Quise un día sentir toda la tristeza del mundo.
Como no podía abarcar el mundo, salí a la calle y busqué. Encontré un mendigo en la esquina de una iglesia muy importante y le di dinero, me senté a su lado y hablamos. Pero él era fuerte y sonreía, y no estaba triste. Tenía frío y no le importó su frío, sino el mío. Y no pude sentir su tristeza, pero sí otra vez sólo la mía.
Esa misma tarde, noche ya, me llamó un amigo que se acababa de separar y corrí a animarle y estar a su lado. Y conseguir mi objetivo de apoderarme de una tristeza de otro. Por querer hacer algo bueno, me dije, por llorar lágrimas que no fueran las mías. Una buena acción. Me abrió y subí a su casa y estaba bebiendo, realmente parecía muy triste. Pero se alegró tanto al verme y estar yo a su lado que empezó a hablar de otras cosas que no eran tristes. Me enseñó muy contento una mesa nueva que se acababa de comprar para el salón. Era lo único nuevo y limpio que había en aquel salón. Entonces se subió encima de su mesa ovalada de madera reluciente y se puso a bailar encima, para hacerme reír – a mí- , y esa imagen de la felicidad bailando, ensuciando y pisoteando la desgracia tampoco me ayudó a conseguir tristeza ajena.

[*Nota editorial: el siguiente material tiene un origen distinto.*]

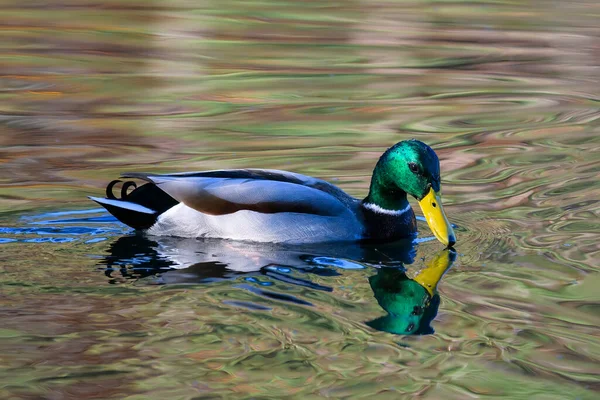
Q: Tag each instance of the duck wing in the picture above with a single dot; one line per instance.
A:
(265, 191)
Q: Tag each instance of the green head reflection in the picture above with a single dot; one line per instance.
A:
(411, 304)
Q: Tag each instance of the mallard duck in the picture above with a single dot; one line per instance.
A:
(410, 303)
(278, 206)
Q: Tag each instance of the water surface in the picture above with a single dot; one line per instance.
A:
(505, 92)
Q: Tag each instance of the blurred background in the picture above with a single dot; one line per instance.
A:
(506, 92)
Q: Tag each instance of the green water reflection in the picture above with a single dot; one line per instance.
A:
(505, 92)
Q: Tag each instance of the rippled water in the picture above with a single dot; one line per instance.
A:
(505, 92)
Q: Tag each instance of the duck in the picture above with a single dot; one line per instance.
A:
(267, 205)
(411, 304)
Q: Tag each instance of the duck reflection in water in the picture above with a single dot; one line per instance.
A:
(411, 303)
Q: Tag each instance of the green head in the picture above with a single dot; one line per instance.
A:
(411, 167)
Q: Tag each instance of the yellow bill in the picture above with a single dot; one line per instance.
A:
(432, 208)
(430, 276)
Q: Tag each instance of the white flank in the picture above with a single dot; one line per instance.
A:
(379, 210)
(123, 204)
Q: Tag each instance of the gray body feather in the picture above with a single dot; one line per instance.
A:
(256, 205)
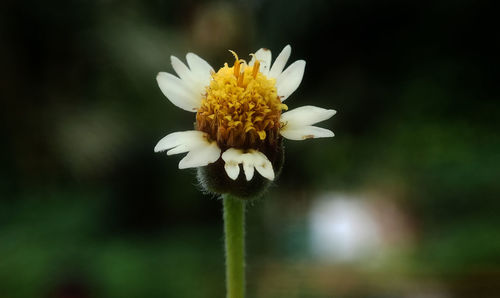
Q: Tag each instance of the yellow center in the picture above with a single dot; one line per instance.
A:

Aquellas semanas venía un perro vagabundo que parecía maltratado a la puerta de mi casa y yo le daba de comer. Esa sí parecía la oportunidad perfecta, al menos sabría cómo era una de las mayores tristezas de mundo. Sentiría su tragedia de perro olvidado y lloraría muchísimo por él. Le puse nombre, le llamé Viento. Era todo negro, alto, y tenía su cara fea y deformada. Se acercaba despacio y agachado pero no tardó en cambiar, a los pocos días reconocía mi voz y mi olor, movía la cola, se acercaba y en aquellos ojos oscuros y brillantes vi otra vez la felicidad. Me quedé también sin la tristeza de Viento.
Y me sentí muy triste, lloré sin parar mucho tiempo, creo que lloré todo el mar y toda la tristeza del mundo que no encontré.